DETROIT — I’ve covered numerous Masters, U.S. Opens and PGA Championships. I’ve covered the Ryder Cup at home and abroad. For years, I covered the Buick Open as well as LPGA and senior tournaments here in Michigan.
And friends, I’m here to tell you something I believe with all my heart. In its third year of existence, the Rocket Mortgage Classic at Detroit Golf Club felt like a major.
It certainly wasn’t because of the difficulty of the course, the scores or the quality of the field. Mostly it felt like a major because of two players and the much-needed buzz they brought to the tournament.
You know exactly who I’m talking about: Phil Mickelson and Bryson DeChambeau.
Mickelson achieved the kind of legendary status we normally reserve for the likes of Paul Bunyan and Bigfoot, mythical heroes whose tales are so tall you almost can’t believe them.
But he made us believe. He made us care. Through his feud with the Detroit News over an article about his gambling, Mickelson made Detroit Golf Club vibrate with tension all week.
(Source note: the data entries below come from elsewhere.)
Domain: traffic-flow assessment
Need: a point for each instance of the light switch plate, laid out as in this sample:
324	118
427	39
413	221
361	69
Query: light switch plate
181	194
Former Michigan State golfer Ryan Brehm played four groups behind Mickelson the first two days and could sense the excitement ahead of him.
“We knew what they were doing the whole time,” Brehm said, “and it was kind of fun to be a part of that sea of people.”
Mickelson kept us enthralled with his tweets and comments. He hates the paper. He loves the fans. He’s not coming back. But maybe he is. The saga had more twists and turns than a Taylor Swift breakup song.
And it was all good for business. The excitement was palpable among the fans, and even in the media center, where sportswriters usually reserve their strongest emotions for the unveiling of dessert offerings.